И нельзя их в этом винить. Они не готовы были к тому, что случилось, оно им не по плечу. Долгие-долгие годы они существовали скромно и неприметно, в тихой заводи, вдалеке от широкого русла, где неслась и бурлила жизнь большого мира. Крохотные событьица милвиллского житья-бытья непомерно разрастались в их глазах, становились историческими вехами: кто же не помнит, как сумасбродный мальчишка, младший из
Джонсонов, врезался на ветхом семейном «фордике» в дерево на улице Вязов? Или тот день, когда вызывали пожарную команду, чтоб снять кошку мамаши Джоунс с крыши пресвитерианской церкви (никто и по сей день не понимает, как угораздило кошку туда забраться)? Или случай, когда дядюшка Эндрюс с удочкой в руках заснул на берегу реки — и бултых в воду?! Спасибо, мимо проходил Лен Стритер и вытащил его; тут уж сон со старика слетел, он так наглотался воды, что насилу отдышался (и пошли рассуждения: а что понадобилось там Лену Стритеру, с чего это его понесло на реку?). Из таких крупиц и складывалась жизнь со всеми ее треволнениями.

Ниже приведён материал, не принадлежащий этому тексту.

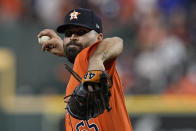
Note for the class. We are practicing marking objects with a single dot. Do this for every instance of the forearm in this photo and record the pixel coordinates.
(107, 50)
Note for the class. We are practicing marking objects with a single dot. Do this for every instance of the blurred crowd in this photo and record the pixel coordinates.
(159, 37)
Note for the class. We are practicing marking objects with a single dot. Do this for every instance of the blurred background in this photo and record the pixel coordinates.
(157, 66)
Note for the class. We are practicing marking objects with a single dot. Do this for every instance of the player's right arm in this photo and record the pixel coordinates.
(55, 41)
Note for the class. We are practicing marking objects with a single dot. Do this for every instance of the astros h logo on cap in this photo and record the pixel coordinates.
(81, 17)
(74, 15)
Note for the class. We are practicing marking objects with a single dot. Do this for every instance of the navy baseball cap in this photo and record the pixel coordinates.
(81, 17)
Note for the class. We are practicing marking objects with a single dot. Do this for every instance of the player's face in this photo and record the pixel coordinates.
(76, 39)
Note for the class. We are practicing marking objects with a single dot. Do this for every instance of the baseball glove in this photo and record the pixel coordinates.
(91, 97)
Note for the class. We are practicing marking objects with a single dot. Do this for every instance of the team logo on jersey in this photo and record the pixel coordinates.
(74, 15)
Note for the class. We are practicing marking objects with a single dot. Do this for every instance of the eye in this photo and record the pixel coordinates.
(68, 33)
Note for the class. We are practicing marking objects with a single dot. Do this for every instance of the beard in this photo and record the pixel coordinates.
(72, 52)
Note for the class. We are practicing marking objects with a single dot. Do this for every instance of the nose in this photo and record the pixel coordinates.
(73, 37)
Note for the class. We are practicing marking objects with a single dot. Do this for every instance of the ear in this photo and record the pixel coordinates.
(100, 36)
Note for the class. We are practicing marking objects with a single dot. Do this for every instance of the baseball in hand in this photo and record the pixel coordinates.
(43, 39)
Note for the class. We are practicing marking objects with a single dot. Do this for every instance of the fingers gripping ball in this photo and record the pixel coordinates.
(43, 39)
(86, 103)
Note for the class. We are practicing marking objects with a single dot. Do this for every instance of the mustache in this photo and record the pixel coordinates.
(73, 43)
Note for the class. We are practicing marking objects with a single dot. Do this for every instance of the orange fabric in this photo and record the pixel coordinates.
(115, 120)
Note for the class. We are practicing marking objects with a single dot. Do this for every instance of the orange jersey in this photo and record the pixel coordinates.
(115, 120)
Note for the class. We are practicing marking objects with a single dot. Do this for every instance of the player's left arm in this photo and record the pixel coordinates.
(107, 50)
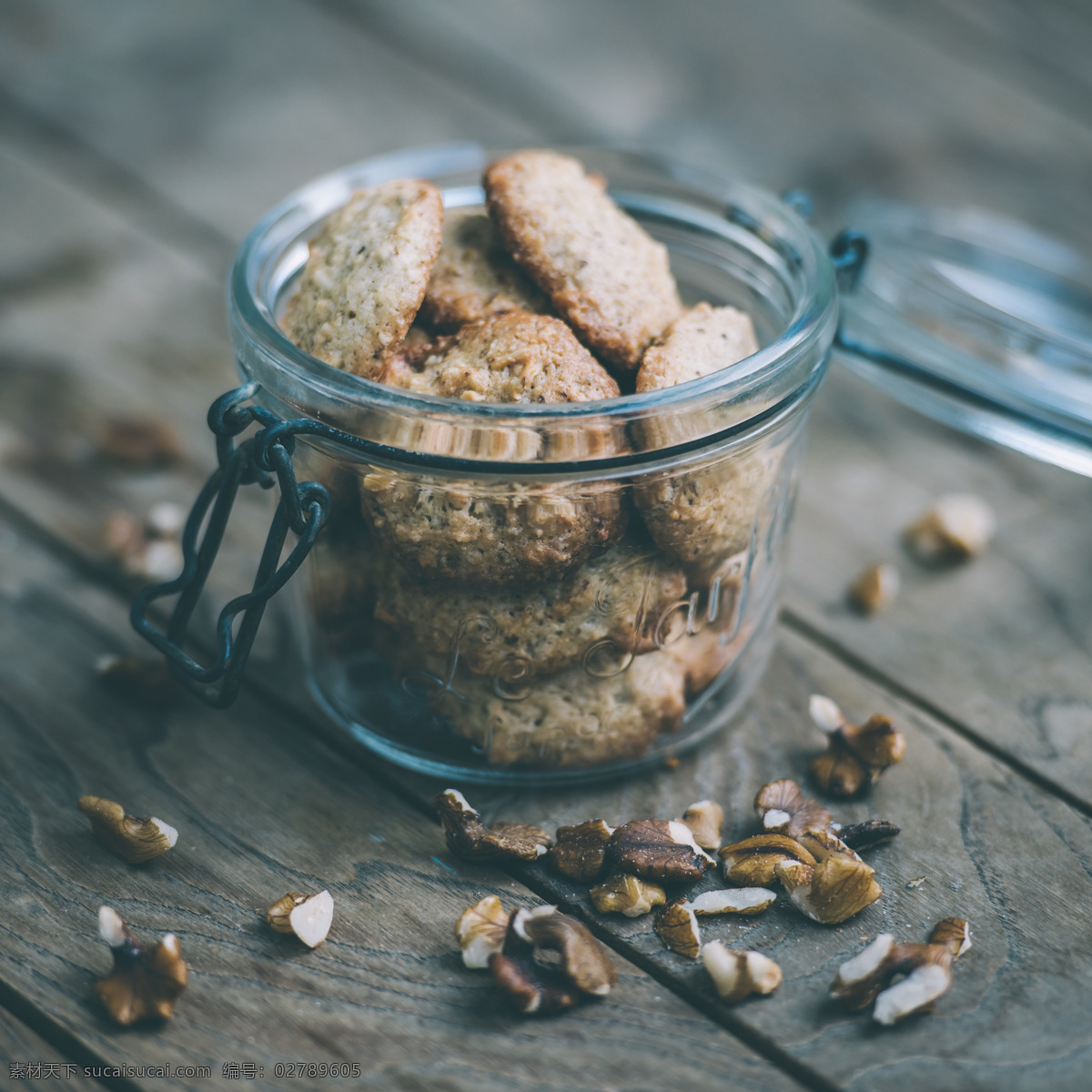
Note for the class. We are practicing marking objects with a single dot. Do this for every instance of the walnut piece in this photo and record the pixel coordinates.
(533, 987)
(627, 895)
(753, 861)
(875, 589)
(677, 926)
(784, 809)
(738, 975)
(926, 971)
(856, 754)
(470, 838)
(307, 916)
(864, 835)
(125, 835)
(578, 851)
(956, 528)
(480, 932)
(743, 901)
(834, 890)
(656, 850)
(704, 820)
(147, 981)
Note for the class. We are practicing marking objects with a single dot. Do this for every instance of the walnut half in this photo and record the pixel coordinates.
(147, 980)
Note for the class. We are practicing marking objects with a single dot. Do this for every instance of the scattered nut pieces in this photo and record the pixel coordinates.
(958, 527)
(536, 988)
(470, 838)
(784, 809)
(578, 851)
(834, 890)
(627, 895)
(584, 961)
(927, 970)
(480, 932)
(738, 975)
(864, 835)
(745, 901)
(125, 835)
(308, 916)
(875, 589)
(677, 926)
(753, 861)
(656, 850)
(860, 978)
(704, 820)
(141, 442)
(954, 933)
(147, 981)
(856, 754)
(147, 681)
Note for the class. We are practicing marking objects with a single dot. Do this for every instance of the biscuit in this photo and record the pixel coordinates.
(511, 534)
(703, 517)
(572, 718)
(699, 343)
(603, 273)
(366, 276)
(600, 612)
(514, 358)
(474, 278)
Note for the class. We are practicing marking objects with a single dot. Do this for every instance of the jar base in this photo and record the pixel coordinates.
(707, 715)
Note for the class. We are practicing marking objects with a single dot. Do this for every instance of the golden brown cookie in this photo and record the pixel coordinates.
(572, 718)
(703, 517)
(491, 536)
(474, 278)
(516, 358)
(604, 274)
(366, 276)
(703, 341)
(601, 612)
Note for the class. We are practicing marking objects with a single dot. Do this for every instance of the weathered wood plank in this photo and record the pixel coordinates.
(276, 94)
(27, 1062)
(1019, 672)
(993, 849)
(262, 807)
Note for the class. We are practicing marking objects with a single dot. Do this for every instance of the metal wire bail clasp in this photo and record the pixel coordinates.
(303, 508)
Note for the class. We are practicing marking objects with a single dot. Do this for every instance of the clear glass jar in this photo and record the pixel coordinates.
(546, 593)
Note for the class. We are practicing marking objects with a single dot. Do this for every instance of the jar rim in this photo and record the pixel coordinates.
(716, 203)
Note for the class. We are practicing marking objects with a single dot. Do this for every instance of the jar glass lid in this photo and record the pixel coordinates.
(976, 320)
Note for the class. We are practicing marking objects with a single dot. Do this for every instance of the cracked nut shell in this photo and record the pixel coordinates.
(480, 932)
(856, 754)
(677, 926)
(705, 819)
(753, 861)
(784, 809)
(656, 850)
(627, 895)
(578, 851)
(125, 835)
(470, 838)
(738, 975)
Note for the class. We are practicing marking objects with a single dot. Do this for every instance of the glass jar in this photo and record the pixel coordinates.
(543, 593)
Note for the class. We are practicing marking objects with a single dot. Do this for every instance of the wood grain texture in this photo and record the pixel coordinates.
(20, 1046)
(261, 807)
(993, 849)
(1002, 647)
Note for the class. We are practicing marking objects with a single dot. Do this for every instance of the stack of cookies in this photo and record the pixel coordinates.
(554, 623)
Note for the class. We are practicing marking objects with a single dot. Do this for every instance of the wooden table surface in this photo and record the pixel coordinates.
(140, 141)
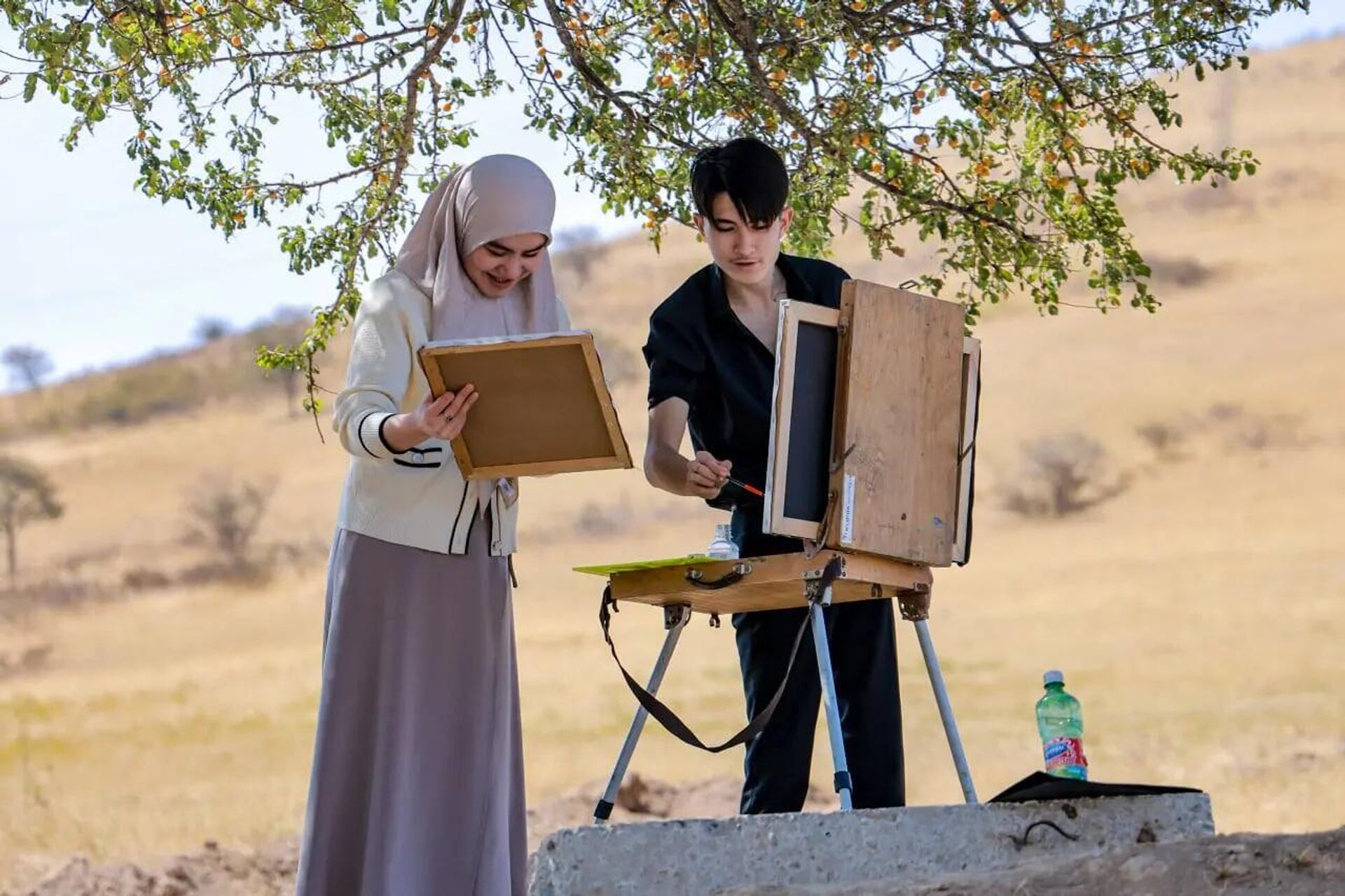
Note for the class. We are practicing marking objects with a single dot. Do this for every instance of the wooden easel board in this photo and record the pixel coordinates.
(899, 424)
(545, 406)
(770, 583)
(801, 434)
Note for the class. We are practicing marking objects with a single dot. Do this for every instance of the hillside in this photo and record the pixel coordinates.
(1197, 615)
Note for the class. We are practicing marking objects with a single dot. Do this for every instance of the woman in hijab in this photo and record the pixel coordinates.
(418, 780)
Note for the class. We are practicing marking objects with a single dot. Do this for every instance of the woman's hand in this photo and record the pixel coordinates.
(441, 418)
(705, 475)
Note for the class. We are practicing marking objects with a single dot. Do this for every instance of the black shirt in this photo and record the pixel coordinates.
(700, 352)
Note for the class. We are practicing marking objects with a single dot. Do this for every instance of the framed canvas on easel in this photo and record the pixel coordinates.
(805, 393)
(874, 425)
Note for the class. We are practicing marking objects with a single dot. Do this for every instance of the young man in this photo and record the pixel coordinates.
(712, 368)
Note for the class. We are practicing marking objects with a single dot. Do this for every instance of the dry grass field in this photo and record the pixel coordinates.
(1197, 615)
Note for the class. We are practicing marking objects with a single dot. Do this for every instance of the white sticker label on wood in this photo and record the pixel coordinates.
(848, 511)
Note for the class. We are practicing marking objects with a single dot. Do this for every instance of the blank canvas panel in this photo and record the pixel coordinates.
(799, 457)
(810, 434)
(544, 406)
(899, 424)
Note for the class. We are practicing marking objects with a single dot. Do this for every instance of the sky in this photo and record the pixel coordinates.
(99, 275)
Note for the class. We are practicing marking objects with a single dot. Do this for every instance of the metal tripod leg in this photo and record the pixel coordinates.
(674, 619)
(915, 606)
(829, 697)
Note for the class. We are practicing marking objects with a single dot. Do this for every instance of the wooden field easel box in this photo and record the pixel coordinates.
(874, 436)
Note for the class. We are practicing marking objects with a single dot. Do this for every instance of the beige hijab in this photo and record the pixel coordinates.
(494, 197)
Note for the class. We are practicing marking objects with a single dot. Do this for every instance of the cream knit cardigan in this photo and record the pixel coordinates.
(416, 498)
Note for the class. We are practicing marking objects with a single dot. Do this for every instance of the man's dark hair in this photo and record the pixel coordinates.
(750, 171)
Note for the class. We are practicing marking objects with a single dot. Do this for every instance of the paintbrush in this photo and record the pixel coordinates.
(751, 490)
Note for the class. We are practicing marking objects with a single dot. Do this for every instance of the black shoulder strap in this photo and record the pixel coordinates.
(670, 719)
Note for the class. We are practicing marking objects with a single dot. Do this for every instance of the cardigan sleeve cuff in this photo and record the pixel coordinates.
(369, 435)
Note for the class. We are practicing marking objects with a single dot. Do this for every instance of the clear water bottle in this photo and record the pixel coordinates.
(1060, 722)
(723, 546)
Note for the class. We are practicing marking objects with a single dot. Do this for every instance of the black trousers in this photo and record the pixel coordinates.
(864, 659)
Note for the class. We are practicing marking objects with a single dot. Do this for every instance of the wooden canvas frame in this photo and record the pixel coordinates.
(906, 388)
(967, 444)
(616, 454)
(791, 314)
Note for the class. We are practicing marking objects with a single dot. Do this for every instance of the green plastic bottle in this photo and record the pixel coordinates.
(1060, 722)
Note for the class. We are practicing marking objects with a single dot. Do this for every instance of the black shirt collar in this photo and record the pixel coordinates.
(795, 286)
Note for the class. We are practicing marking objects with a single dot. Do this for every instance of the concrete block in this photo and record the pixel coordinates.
(705, 856)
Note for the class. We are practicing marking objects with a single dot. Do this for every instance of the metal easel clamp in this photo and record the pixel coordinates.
(674, 614)
(913, 602)
(817, 583)
(739, 572)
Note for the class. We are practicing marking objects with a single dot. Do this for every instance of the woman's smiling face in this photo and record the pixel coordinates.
(498, 266)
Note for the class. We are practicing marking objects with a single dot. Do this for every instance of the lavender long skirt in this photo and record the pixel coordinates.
(418, 780)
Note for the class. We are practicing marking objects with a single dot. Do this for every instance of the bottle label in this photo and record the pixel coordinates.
(1063, 752)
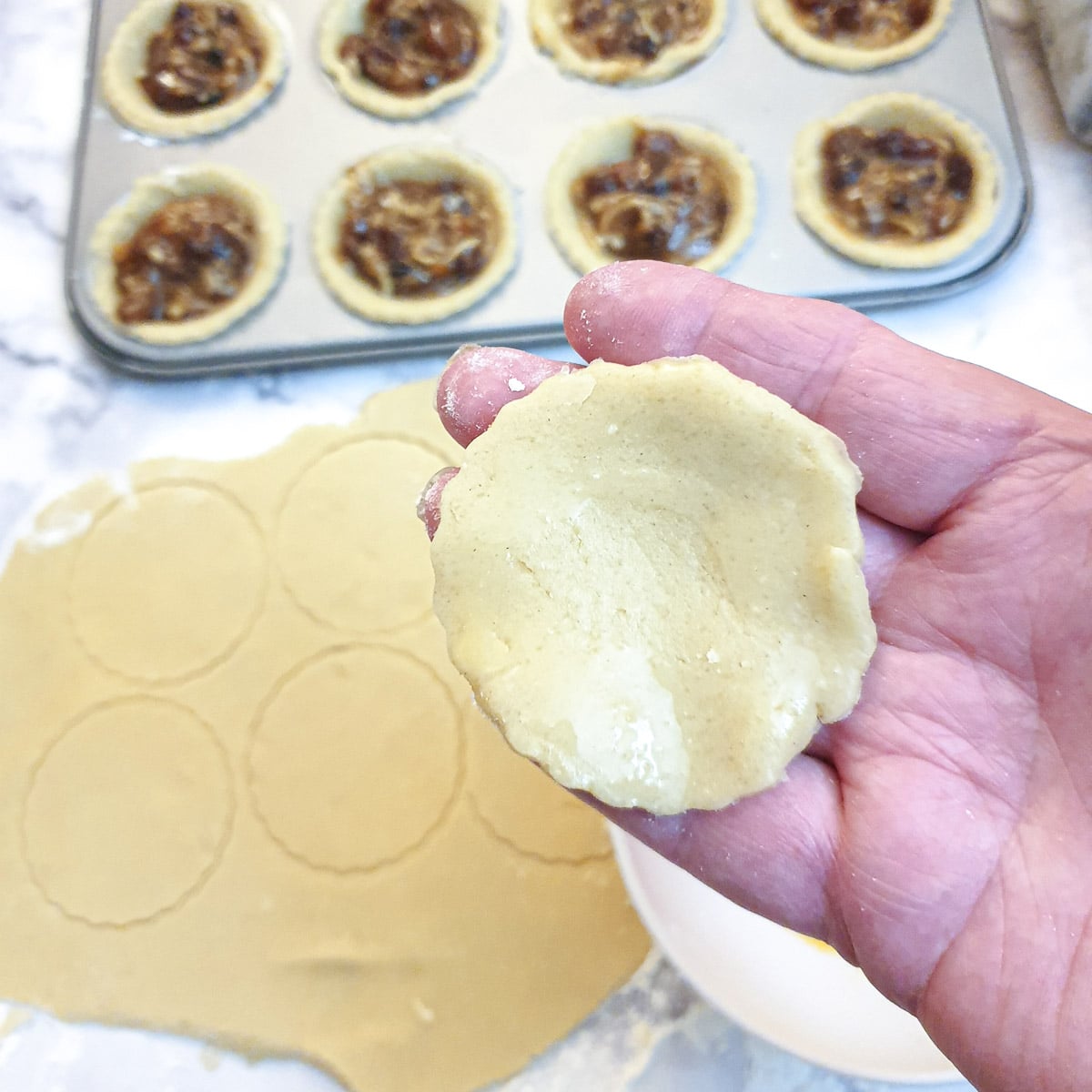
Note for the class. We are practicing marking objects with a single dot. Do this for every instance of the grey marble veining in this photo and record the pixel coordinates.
(64, 418)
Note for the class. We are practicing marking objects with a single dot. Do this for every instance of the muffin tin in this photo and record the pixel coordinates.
(747, 87)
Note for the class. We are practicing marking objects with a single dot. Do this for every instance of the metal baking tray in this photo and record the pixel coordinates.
(748, 87)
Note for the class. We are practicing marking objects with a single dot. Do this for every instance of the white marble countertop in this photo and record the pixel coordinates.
(64, 418)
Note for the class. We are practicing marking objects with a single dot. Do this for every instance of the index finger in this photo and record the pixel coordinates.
(923, 429)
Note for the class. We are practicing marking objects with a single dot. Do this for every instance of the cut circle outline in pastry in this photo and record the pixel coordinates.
(547, 20)
(923, 117)
(152, 775)
(221, 580)
(315, 736)
(126, 58)
(410, 163)
(779, 17)
(606, 142)
(343, 17)
(145, 199)
(347, 581)
(651, 578)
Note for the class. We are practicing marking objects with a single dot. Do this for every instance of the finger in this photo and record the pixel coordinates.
(429, 502)
(771, 853)
(885, 547)
(479, 380)
(924, 430)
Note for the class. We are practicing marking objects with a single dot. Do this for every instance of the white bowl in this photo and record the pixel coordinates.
(784, 987)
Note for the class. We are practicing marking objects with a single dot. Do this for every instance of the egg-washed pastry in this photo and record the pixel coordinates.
(637, 188)
(187, 68)
(414, 234)
(651, 578)
(187, 254)
(895, 180)
(629, 41)
(854, 35)
(408, 58)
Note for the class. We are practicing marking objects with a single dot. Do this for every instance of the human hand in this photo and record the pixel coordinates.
(940, 836)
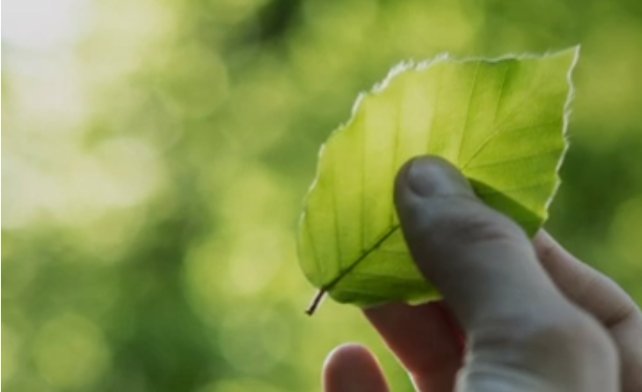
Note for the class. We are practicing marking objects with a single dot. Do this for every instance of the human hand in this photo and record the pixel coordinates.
(516, 316)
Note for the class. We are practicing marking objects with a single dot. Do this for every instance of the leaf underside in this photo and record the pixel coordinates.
(501, 122)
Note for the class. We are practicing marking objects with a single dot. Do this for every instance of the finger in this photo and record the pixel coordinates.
(601, 297)
(521, 329)
(352, 368)
(481, 261)
(425, 338)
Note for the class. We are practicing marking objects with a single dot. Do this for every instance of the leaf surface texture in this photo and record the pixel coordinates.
(501, 122)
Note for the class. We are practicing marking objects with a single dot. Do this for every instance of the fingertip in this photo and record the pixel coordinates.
(429, 176)
(351, 367)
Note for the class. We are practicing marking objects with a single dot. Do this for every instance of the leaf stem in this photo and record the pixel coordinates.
(316, 301)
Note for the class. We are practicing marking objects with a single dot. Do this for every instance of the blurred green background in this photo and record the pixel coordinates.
(155, 155)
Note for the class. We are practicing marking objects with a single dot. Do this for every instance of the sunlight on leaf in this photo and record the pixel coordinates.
(501, 121)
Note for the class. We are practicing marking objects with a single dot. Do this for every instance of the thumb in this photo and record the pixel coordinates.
(481, 261)
(522, 332)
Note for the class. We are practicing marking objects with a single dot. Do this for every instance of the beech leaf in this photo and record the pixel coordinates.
(502, 122)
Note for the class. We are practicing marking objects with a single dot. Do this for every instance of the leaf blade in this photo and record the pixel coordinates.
(480, 115)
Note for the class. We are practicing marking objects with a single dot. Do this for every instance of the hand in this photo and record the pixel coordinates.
(516, 316)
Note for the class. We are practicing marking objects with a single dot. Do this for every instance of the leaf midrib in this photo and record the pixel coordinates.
(328, 287)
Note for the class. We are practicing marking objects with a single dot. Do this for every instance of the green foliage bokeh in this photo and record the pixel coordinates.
(155, 155)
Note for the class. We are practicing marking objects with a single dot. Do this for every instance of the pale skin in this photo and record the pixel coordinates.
(517, 314)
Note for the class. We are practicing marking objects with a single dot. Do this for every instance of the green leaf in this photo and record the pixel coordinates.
(502, 122)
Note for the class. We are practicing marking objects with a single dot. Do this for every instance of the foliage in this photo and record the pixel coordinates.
(500, 121)
(155, 155)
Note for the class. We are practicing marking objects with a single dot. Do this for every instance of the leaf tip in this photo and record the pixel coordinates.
(316, 301)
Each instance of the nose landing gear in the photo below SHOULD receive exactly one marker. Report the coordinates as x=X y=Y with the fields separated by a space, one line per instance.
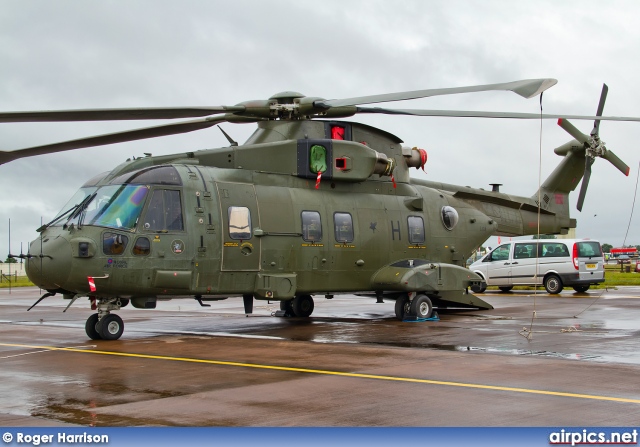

И вот перед этими людьми предстало нечто большое, значительное, и они не в силах его постичь; то, что произошло, пока еще слишком огромно и непостижимо не только для них, но для всего человечества. Все слишком сложно, тут не отделаешься праздным любопытством, недоумением зеваки перед кошкой, бог весть как забравшейся на верхотуру, — вот почему им тягостно, неспокойно, в них разгорается досада и злость, того гляди вспыхнет, прорвется открытой враждебностью, а тогда недалеко и до насилия… был бы повод для насилия, было бы на кого наброситься. Что ж, если придет минута, когда их ярость вырвется наружу, мишень готова — об этом позаботились Хайрам Мартин и Том Престон.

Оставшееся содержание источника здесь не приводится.